IMPD agent raises awareness of prostate cancer

INDIANAPOLIS — “We’re all Type A. We’re problem solvers. Right? You come to us for help, but where do we go,” said Brett Seach, a retired officer with the department Indianapolis Metropolitan Police.

An IMPD agent is on a mission to educate law enforcement agencies and the communities they serve across the country about prostate cancer.

His personal experience inspired him to start a conversation about the disease. He learned how many of his fellow officers had gone through the same thing.

WISP Eastern District Officer Deon Harris, 38, received a call that changed his life forever.

“I was just coming home from court, getting ready for a trip the next day. I pulled into my driveway. I saw the doctor’s office calling me, so I answered the phone,” Harris said. “I had no idea, because everything I’ve heard since I was going to the doctor, oh you’re too young for prostate cancer,”

“I did a biopsy and they found 80% of my prostate was full of prostate cancer,” Harris said.

Two months after his diagnosis, on December 4, 2014, he had his prostate removed.

“There was nothing in place for me to deal with what I was going through. Doing my day job answering errands and still dealing with all the issues I had inside and dealing with cancer. There was no support in place for me,” Harris said.

Still in shock and struggling with lingering emotions, he returned to work and learned he wasn’t the only one battling prostate cancer.

“I hear I have cancer. I think, I’m going to die. I think, I have a year left in the department and I have cancer. My daughter is 19, will I be able to l ‘walk down the aisle,’ Wyonne Hale, an IMPD detective, said.

“Prostate cancer is ageless.

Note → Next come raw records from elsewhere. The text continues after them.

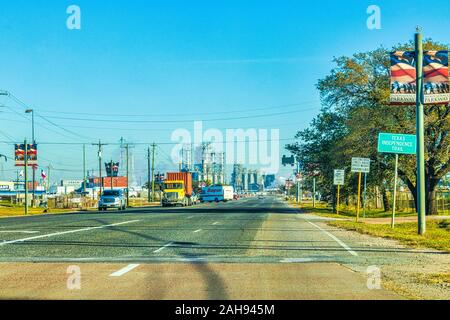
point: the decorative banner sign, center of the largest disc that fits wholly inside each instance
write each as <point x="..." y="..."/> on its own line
<point x="361" y="165"/>
<point x="112" y="171"/>
<point x="403" y="78"/>
<point x="288" y="161"/>
<point x="339" y="177"/>
<point x="397" y="143"/>
<point x="20" y="155"/>
<point x="435" y="73"/>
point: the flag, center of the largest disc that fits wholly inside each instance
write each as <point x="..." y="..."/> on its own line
<point x="403" y="78"/>
<point x="435" y="72"/>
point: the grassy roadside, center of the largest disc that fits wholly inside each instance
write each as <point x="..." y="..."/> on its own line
<point x="323" y="210"/>
<point x="437" y="236"/>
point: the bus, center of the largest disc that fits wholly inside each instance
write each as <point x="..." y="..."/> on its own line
<point x="217" y="194"/>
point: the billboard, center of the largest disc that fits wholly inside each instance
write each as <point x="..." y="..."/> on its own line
<point x="403" y="78"/>
<point x="19" y="155"/>
<point x="112" y="169"/>
<point x="435" y="72"/>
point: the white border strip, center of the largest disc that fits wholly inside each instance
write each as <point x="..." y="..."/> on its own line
<point x="67" y="232"/>
<point x="125" y="270"/>
<point x="162" y="248"/>
<point x="342" y="244"/>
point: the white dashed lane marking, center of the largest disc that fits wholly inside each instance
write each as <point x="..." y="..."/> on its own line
<point x="125" y="270"/>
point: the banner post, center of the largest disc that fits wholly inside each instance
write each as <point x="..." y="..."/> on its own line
<point x="420" y="135"/>
<point x="359" y="196"/>
<point x="338" y="199"/>
<point x="394" y="205"/>
<point x="26" y="176"/>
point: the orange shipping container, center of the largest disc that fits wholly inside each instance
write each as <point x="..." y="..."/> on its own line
<point x="182" y="176"/>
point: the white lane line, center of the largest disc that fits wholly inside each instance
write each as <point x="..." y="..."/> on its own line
<point x="67" y="232"/>
<point x="125" y="270"/>
<point x="297" y="260"/>
<point x="342" y="244"/>
<point x="18" y="231"/>
<point x="164" y="247"/>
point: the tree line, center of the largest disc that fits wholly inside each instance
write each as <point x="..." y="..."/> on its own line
<point x="355" y="109"/>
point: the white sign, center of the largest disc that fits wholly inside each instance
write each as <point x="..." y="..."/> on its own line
<point x="339" y="177"/>
<point x="361" y="165"/>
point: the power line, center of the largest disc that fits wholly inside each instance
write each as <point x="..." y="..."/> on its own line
<point x="237" y="110"/>
<point x="182" y="121"/>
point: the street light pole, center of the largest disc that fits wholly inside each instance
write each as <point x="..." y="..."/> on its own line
<point x="420" y="134"/>
<point x="33" y="167"/>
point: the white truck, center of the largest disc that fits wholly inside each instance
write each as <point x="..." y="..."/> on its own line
<point x="217" y="194"/>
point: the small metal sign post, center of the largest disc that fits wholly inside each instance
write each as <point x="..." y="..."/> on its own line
<point x="339" y="180"/>
<point x="396" y="144"/>
<point x="360" y="166"/>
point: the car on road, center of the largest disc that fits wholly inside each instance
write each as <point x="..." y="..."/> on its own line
<point x="112" y="199"/>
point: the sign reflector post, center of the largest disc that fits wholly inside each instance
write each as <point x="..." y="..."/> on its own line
<point x="360" y="166"/>
<point x="396" y="144"/>
<point x="339" y="180"/>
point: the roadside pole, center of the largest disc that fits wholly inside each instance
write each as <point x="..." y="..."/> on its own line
<point x="394" y="205"/>
<point x="338" y="199"/>
<point x="48" y="177"/>
<point x="127" y="148"/>
<point x="149" y="175"/>
<point x="153" y="172"/>
<point x="298" y="182"/>
<point x="26" y="176"/>
<point x="359" y="196"/>
<point x="365" y="195"/>
<point x="420" y="135"/>
<point x="112" y="174"/>
<point x="84" y="175"/>
<point x="314" y="192"/>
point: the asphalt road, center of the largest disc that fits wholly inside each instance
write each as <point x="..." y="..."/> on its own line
<point x="247" y="249"/>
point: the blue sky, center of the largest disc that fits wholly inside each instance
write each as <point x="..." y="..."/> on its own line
<point x="159" y="58"/>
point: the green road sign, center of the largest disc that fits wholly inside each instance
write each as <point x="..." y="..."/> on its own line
<point x="397" y="143"/>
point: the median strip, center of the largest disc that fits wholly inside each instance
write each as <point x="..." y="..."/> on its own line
<point x="67" y="232"/>
<point x="125" y="270"/>
<point x="164" y="247"/>
<point x="342" y="244"/>
<point x="18" y="231"/>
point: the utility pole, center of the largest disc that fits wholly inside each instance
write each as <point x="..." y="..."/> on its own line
<point x="148" y="174"/>
<point x="153" y="172"/>
<point x="420" y="134"/>
<point x="26" y="176"/>
<point x="314" y="192"/>
<point x="48" y="177"/>
<point x="127" y="148"/>
<point x="84" y="170"/>
<point x="100" y="145"/>
<point x="33" y="141"/>
<point x="112" y="174"/>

It affects young and old alike,” said Edward Gurnell, a retired IMPD officer.

“Nobody talks about it. The men don’t talk about it. The firefighter has a high cancer count, the first responders and the police. So I guess I’d at least let people know I had it, “Seach said.

Harris said the more officers who showed up, the more they realized something had to change. They formed the outreach organization, Blue vs. Blue.

“As many as 200,000 men across our country are diagnosed each year. One in nine are African American men,” Harris said.

Healthcare can be a tough subject for men, but doctors say early detection is key and can mean the difference between life and death.

June is Men’s Health Month and Blue vs. Blue has raised awareness and reached officers in Circle City, Avon and even Illinois.

“If we could save a life, that’s important. Very important,” Hale said.

“I didn’t understand. I was upset and depressed, I kept asking God, what did I do? I can say now, I wouldn’t change it because I can say, what I’ve been through, I’m now able to help save others,” Harris said.

“Blue vs. Blue” was formed just a few months ago.

On Thursday, June 23, Harris plans to meet with local doctors who want to help them with their mission.